We would like to fit a model combining a hurdle model and a finite mixture model. We want to model the probability for a zero, and then for the non-zero values, we want to assume that the observations come from two separate processes. The question is, is it possible to combine a hurdle model with a finite mixture model in brms code?
We are familiar with the mixture function where you can model two gaussian processes and their proportion. Can this be extended to a model that includes also the hurdle part? Naively we would think that this should work with using mixture (hurdle_lognormal, lognormal) for the family.
We tried the following code, and got this error:
Error: The parameter ‘hu’ is not a valid distributional or non-linear parameter. Did you forget to set ‘nl = TRUE’?
The defined mixture doesn’t really make sense to me.
The lognormal distribution only has support for data with positive values. The hurdle-lognormal modification allows the presence of zeroes by specifying a separate process for zero and non-zero components. I have a hard time conceiving of data that would require both the hurdle-lognormal and the lognormal?
Are you trying to run a mixture of two lognormals for the non-zero component? I’m not certain if you’ll be able to do that out of the box in brms, though it should be doable in Stan.
The data are reading times of words within a sentence. Sometimes readers skip words, resulting in reading time = 0. The conditional reading time (i.e. the reading time if the word is NOT skipped) seems to have two peaks, suggesting that we have two processes driving those observations (reflected as faster and slower reading time). And as all reaction time measures, the distribution is right-skewed (thus, lognormal).
So yes, we are trying to run a mixture of hurdle for the skipping (0 = skipped), and two lognormals for the non-zero component.
Traditionally, the word skipping has been split into a separate variable of skipping probability, and the conditional reading time into another variable, and these are then modeled separately.

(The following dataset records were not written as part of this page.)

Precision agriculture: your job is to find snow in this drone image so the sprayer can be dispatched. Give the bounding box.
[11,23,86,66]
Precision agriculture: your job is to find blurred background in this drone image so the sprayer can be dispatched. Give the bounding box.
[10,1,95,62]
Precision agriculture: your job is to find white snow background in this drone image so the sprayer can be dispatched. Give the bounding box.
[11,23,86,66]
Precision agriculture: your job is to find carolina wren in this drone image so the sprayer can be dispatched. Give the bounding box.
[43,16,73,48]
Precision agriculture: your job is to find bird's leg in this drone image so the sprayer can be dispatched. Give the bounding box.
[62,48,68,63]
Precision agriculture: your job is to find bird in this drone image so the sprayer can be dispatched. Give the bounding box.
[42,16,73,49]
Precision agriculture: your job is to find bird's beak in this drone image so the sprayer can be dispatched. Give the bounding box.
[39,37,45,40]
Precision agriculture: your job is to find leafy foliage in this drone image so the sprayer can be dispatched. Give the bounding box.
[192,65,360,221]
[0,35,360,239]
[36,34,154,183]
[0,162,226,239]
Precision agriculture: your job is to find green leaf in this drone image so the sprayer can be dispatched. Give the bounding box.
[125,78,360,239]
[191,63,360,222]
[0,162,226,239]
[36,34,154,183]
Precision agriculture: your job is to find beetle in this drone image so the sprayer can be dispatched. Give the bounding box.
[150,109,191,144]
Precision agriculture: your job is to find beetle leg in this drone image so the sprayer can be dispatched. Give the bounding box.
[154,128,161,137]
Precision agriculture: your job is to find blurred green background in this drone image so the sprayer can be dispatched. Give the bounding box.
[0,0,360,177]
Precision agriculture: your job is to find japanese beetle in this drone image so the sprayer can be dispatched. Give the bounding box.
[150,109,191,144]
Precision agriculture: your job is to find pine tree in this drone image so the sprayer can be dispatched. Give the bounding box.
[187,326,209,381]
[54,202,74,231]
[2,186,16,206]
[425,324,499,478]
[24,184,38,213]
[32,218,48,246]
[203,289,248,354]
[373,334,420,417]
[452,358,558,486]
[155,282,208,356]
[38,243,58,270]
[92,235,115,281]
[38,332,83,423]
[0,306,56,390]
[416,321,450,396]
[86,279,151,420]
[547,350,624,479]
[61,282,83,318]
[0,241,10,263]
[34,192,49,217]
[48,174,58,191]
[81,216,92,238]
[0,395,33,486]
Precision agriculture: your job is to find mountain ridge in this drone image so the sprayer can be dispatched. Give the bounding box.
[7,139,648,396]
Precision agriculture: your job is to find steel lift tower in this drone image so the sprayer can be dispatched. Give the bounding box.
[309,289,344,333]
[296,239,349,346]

Would be cool to include them in the same model.
Any ideas of how this could be done would be very welcome!
I agree that a mixture of two hurdle-lognormal models should work. Are you fitting any predictors to the zero component? If not, you can use set_prior() to constrain the second hurdle parameter to be equal to the first (using the constant() prior); this should should make the results mathematically equivalent to what you want.
If you are fitting predictors to your prior, you should still be able to use a constant constraint, but I don’t remember the details of how to do it; in any case, a bit of experimentation should reveal the right syntax.